Delacombe is a large and rapidly growing industrial/residential suburb on the south west rural-urban fringe of Ballarat, Victoria, Australia. The population at the  was 5,408 making it the fifth most populated in the Ballarat urban area.

Delacombe forms a large part of the Ballarat West Growth Area where suburban development is encouraged by the City of Ballarat and State Government of Victoria.  Much of the city's planned subdivision for new housing estates is happening in Greenfield land in and around the suburb and it is predicted to be home to over 12,000 residents in 2030.

The suburb is built upon the floodplain of the Winter Creek.  Its tributaries are stormwater drains, including the Banyule.

It is one of the few Ballarat suburbs with its own shopping centres and a future activity centre for the suburb is planned by the City of Ballarat.

It was named in 1965 after the then incumbent Governor of Victoria, Sir Rohan Delacombe.

History
Delacombe was originally part of Ballarat West and situated in the Shire of Grenville.
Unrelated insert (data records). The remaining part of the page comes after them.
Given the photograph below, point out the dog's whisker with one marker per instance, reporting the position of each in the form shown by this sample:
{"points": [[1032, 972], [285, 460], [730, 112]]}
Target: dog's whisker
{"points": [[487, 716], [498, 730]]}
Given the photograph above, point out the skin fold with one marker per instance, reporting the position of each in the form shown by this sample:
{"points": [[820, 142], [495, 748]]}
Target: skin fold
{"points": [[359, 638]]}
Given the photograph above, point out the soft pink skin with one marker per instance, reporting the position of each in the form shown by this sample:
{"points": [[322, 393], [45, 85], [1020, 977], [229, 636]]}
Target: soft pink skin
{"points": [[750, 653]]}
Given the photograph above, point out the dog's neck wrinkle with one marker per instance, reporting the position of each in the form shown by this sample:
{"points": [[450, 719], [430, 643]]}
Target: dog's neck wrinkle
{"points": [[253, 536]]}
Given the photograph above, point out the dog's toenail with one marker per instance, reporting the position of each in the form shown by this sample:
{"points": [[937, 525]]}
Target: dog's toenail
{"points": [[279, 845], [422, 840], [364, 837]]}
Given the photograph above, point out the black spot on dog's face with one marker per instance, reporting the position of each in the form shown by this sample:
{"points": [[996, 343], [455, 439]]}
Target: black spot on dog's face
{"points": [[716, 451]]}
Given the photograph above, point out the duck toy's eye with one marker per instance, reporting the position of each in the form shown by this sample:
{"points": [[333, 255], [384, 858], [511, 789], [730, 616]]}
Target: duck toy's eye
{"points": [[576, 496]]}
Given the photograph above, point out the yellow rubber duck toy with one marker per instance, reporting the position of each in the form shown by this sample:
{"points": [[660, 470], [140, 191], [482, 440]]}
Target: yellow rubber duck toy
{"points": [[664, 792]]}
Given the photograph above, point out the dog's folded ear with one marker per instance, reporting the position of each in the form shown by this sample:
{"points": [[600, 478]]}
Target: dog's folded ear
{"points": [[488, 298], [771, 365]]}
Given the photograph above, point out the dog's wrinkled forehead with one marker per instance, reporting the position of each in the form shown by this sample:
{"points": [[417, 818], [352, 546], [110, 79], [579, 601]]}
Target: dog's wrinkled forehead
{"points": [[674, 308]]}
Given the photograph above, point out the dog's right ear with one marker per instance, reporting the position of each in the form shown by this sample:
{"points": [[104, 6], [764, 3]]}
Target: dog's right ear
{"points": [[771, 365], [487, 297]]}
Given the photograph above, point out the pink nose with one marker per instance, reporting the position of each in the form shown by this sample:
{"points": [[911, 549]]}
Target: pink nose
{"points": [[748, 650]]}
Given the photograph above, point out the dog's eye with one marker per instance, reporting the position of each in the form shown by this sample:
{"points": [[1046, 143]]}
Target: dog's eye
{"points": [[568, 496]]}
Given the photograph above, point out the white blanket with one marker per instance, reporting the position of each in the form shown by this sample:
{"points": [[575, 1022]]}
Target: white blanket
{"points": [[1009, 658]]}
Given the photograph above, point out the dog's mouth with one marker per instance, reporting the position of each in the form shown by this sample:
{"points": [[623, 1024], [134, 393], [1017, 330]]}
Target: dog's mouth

The first development was a factory producing guncotton for World War II.  Over the decades, industry expanded in the area.

In 1965 the Department of Crown Lands proposed it be named in honour of then governor Rohan Delacombe and the naming was passed by the shire.

As Ballarat's urban area expanded, the first residential subdivisions occurred in the following decades and the primary school opened in 1981.

During the 2011 Victorian floods, flash flooding caused the Banyule drain overflowed on more than one occasion, causing flooding to homes.  The floods spurred implement stormwater upgrades and a flood strategy from the City of Ballarat including the creation of artificial wetlands.

Urban form and housing
The majority of Delacombe's residential areas have been developed under the concepts of street hierarchy with light industry and commercial areas centred on the main streets with single-family detached homes along branching cul-de-sacs.

The Delacombe Town Centre shopping centre is located on the south-western edge of Delacombe.  It was opened on 31 August 2017.

Education
 Lumen Christi Catholic school which is located at 111 Whitelaw Ave, Delacombe Vic 3356
 Delacombe Primary School which is located at 110-120 Greenhalghs Rd, Delacombe Vic 3356

Transport
The main form of transport in Delacombe is the private motor car and it can be classed as a car dependent suburb and over 50% of all households with more than two vehicles.  The suburb is serviced by Ballarat taxis and the Route 25 bus service operates to the city.

A branch of the disused Cattleyards freight railway line terminated in Delacombe and was proposed by the Victorian Greens transport policy as the site of a potential railway station, however the line was demolished in 2010.  The nearest railway station is Wendouree 5 km to the north.

Parks and open space
While there is still much greenfield land in Delacombe, currently the Delacombe Sports Centre is set aside as a public recreation space.

The Delacombe wetlands are currently under construction.  Storm water from the recent housing developments will create this into a vibrant flora and fauna area.